Yes you can always make it at home and microwave it. It stays good for an hour or 2
Delicious! I’ve bought so many chai tea bags and loose leaf teas hoping to match my husband’s family’s chai “bite”. They swear they just get the chai loose leaf or bags and add milk but I have found that to be improbable! This is much closer and oh so delicious! Thank you for this simple but complex recipe and variations to try in the blog.
I came across the adrak chai recipe while searching for calories in chai ...alya chi chah is the cure for all cough cold ailments and the only tea I drink...
I go without tea but only have ginger tea ....as it is the tea we were allowed to sip from grandma's cup early in the morning when you had a slight cold or cough. Filled with amazing aroma ...and tasty ...
Here is a quick tip that I follow
I boil water and then add ginger ( niccely washed and grated - yes i too do not peel it) . Post boiling and getting aroma of ginger in water I add tea leaves and quickly close the pot and switch off the burner and let it simmer ...the tea gets only nice ginger aroma and tea is mild....

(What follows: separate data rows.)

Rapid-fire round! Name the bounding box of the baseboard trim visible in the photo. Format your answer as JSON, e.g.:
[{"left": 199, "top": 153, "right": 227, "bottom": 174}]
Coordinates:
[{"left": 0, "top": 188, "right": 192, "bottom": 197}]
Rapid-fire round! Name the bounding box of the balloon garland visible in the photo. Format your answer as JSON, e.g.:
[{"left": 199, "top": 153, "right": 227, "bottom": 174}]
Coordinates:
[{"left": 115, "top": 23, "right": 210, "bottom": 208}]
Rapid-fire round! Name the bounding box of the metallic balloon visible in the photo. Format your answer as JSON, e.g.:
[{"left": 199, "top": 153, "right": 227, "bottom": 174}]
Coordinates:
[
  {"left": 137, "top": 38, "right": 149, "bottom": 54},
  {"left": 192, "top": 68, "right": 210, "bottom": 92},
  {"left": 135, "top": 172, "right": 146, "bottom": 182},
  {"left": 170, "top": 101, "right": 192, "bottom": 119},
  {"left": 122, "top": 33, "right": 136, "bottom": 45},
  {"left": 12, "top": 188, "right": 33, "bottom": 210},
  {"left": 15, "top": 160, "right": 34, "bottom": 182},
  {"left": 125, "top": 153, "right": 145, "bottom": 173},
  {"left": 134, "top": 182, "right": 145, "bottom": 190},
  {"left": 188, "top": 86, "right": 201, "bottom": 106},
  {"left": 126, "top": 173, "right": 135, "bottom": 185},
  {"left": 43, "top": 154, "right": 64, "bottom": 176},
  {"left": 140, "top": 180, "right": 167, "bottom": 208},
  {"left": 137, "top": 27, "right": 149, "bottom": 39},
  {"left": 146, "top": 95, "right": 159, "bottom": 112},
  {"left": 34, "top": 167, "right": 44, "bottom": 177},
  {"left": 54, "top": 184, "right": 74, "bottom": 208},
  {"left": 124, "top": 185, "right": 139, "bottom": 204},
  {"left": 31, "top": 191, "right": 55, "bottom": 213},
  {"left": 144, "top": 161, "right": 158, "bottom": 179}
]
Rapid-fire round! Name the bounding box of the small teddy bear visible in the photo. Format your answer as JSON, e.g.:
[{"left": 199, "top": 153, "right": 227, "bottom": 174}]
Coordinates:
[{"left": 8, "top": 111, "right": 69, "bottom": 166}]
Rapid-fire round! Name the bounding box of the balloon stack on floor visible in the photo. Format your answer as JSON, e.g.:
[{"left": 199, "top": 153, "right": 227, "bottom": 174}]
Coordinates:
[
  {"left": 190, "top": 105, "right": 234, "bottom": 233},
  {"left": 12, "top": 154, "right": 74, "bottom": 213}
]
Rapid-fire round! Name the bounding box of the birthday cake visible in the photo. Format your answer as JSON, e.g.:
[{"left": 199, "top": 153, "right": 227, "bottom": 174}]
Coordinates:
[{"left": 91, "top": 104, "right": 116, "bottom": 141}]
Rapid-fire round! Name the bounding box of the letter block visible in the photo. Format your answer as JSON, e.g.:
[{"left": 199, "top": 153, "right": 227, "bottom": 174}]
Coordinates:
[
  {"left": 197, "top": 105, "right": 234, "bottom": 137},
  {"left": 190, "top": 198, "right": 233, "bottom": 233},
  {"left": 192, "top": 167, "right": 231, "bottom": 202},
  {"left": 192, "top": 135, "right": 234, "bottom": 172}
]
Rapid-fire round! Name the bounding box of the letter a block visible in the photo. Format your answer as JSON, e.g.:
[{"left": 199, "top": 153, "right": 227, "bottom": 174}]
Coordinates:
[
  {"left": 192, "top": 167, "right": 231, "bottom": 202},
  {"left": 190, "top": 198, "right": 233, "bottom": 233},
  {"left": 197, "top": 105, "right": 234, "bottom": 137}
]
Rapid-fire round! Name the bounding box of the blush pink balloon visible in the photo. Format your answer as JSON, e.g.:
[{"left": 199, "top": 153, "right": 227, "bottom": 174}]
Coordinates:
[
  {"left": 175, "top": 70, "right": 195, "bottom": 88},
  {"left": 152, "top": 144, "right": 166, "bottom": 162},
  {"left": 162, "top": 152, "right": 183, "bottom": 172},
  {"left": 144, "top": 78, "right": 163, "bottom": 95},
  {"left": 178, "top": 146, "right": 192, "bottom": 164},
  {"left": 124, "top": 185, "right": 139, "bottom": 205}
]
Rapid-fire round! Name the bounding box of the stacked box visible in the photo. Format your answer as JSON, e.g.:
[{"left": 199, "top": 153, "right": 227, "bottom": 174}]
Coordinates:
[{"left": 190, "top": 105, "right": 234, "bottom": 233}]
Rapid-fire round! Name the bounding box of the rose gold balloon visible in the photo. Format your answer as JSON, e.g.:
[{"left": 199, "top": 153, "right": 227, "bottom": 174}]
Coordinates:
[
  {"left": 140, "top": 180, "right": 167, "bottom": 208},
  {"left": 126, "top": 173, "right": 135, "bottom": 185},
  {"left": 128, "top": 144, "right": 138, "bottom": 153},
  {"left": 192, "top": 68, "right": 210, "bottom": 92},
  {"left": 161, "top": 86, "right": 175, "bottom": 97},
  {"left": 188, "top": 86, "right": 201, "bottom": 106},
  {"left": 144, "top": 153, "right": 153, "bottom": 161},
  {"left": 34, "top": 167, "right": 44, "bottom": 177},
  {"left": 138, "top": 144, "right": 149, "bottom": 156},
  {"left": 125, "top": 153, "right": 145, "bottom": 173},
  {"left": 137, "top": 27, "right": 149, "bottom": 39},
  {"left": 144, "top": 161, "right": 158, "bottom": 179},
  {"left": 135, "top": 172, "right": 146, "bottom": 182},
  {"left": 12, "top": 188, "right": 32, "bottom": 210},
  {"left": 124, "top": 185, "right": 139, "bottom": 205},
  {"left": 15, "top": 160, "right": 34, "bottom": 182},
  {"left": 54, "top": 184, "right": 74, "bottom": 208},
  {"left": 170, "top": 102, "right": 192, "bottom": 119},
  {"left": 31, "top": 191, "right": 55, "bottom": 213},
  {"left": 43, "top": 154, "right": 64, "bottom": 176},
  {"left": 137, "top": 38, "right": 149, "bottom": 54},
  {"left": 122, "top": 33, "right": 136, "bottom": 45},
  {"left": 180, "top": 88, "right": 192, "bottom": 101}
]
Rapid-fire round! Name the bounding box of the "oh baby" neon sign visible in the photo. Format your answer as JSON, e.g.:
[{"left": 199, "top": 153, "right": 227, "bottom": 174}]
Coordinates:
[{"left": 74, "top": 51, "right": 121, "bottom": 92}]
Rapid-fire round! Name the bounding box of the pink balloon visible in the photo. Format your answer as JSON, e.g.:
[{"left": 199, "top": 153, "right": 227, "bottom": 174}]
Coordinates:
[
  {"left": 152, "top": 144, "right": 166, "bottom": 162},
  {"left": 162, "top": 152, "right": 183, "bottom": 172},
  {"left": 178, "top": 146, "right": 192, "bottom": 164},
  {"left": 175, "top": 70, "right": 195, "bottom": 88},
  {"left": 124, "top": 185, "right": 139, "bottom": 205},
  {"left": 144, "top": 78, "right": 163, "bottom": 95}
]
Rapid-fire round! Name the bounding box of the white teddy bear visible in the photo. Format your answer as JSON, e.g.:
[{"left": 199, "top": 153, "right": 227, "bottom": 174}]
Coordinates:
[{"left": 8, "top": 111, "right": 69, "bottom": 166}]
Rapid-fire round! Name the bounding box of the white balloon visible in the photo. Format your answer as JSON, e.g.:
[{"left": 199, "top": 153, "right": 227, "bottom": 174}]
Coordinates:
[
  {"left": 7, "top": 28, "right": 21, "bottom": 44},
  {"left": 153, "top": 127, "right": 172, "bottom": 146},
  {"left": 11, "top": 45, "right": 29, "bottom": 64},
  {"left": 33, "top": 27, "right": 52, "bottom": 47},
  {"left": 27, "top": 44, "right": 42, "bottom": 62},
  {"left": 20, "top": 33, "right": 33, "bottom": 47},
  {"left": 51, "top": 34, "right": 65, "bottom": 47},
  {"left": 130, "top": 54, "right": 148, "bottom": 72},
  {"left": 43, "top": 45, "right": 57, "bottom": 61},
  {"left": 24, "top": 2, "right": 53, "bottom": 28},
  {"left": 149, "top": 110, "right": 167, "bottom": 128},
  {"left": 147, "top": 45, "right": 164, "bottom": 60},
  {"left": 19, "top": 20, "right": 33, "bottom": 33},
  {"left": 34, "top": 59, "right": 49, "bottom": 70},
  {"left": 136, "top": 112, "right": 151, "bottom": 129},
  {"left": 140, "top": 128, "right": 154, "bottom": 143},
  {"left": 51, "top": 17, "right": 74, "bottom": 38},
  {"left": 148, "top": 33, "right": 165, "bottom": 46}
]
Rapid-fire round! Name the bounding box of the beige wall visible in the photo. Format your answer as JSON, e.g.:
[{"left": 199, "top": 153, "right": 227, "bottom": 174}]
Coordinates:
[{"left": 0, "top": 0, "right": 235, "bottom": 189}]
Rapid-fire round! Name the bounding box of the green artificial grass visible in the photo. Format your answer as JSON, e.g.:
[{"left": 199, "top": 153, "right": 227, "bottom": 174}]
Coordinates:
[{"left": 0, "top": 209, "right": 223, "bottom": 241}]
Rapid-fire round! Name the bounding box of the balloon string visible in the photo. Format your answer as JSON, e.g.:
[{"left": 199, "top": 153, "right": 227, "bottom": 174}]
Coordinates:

I pour in flask and store and while drinking add milk or sugar as required ...
This is a good way to carry my tea as well ...
Loved to read your recipe too ...will try
Jaswinder Singh says
I trief and chai was the best. I also like British tetley tea.
Love it . It’s so warm and delicious
Regina Gornall says
I am enjoying this right now. I even bought the tea you like Wagh Bakri. It is delicious. I was born and raised in Germany, the only time we add milk to tea if it is just straight black tea. I never would have added milk to a tea containing ginger, but it is yummy. I do like creamy teas (and coffee) . This is a game changer, now I need to make my own masala since I got 1 kg of Wagh Bakri. I felt my tea needed to be paired with something Indian, so I made a quick besan chilla, thanks to my spice haul last week.
Thank you again for your generosity sharing your recipes.
P.S. I tried ordering the tea through your link, but it is in USA, I am in UK, when I switch the amazon site to UK I am not sure if you are getting credit. You might consider having a UK account as well. I was going to order the masala dabba, but with the USA link I would have to pay shipping of almost 40 £, and the dabba was not available on UK amazon.
Thank you for the lovely feedback, Regina! I will look into how to create and share a UK amazon account.